Two Kinds of Causal Series

One billiard ball imparts motion to another; an array of falling dominoes, one toppling over another; Abraham begets Isaac, and Isaac in turn begets Jacob; These events share in common a particular mode of causality, namely, that of one member conferring some perfection in a later member — e.g. being or motion — in such a way that the later member now possesses this perfection independently of the first member. Once a billiard ball is set in motion by another, it will continue in motion independently of the activity of the earlier member. Similarly, once Isaac begins to exist, he will continue on existing long after Abraham has passed. Each member is causally dependent on the previous member only initially — that is, during a temporal first moment — after which the relationship of dependency will only be accidental.

Imagine now a causal series where the dependency of every later member upon an earlier member is accidental in the sense outlined above. Once Z is brought into being, it can continue on existing without Y; once Y is brought into being, it can continue on existing without X; and so on and on….to infinity? Absent some proof that an infinite regress of causes is impossible, there is nothing about this type of series which logically demands a first event. Call this a horizontal series of causes.

Unlike horizontal causal series, a vertical series of causes is such that no member in the series could be causally active, here and now, or at any point at which it exists, were it not for the concurrent activity of the other members. In other words, vertical causal series are such that the priority between each member is of a logical kind, and not of a temporal kind. A lake depends, here and now, upon warm air, which in turn depends, here and now, upon heat from the sun, itself dependent, here and now, upon nuclear reactions taking place within the sun; and so on. This chain of dependency takes the structure of a hierarchy, leading to ever deeper, more fundamental levels of explanation. And, like a hierarchy, it must necessarily culminate in a ‘top-level’ cause of the entire series, a cause that is first in the sense of being the most fundamental, that by the sake of which all subordinate causes bear the causal powers that they do.

Consider the following examples:

A: Think of a train pulling a series of freight cars. It is clear that every freight car derives its motion from an earlier member only in a proximate way. Each freight car owes its motion to another freight car which can impart it; but the same applies to that freight car, and so on [1]. There must be something which ultimately explains the power of motion of the entire series; something which imparts motion without deriving its power to do so from anything else. This “something” is the train engine. The train engine is the ‘first cause’ of the entire series, inasmuch as it is the most fundamental cause of the motion of the freight cars.

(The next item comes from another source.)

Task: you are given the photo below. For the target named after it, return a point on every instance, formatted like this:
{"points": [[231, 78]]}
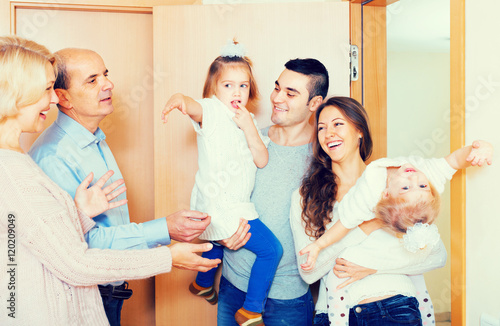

B: A twister causes great damage to your town. You find a crank radio, and hear an SOS transmission. You assemble a team to find the source of the transmission, which you trace back to a radio tower acting as a repeater. Have you found the source of the transmission? No, you haven’t. The radio tower is doing no more than receive the SOS signal from a previous source, amplifying it, and re-transmitting it. The search continues, and eventually you find the ultimate source of the transmission: a small group of survivors broadcasting from the outskirts of town. Because without a source of the transmission there would be no transmission to be received, one must ultimately arrive at some non-derivative source — namely, the survivor’s broadcast — of which all other members are but carriers.

[1] Note that the causal relation between each member is not temporal, but logical.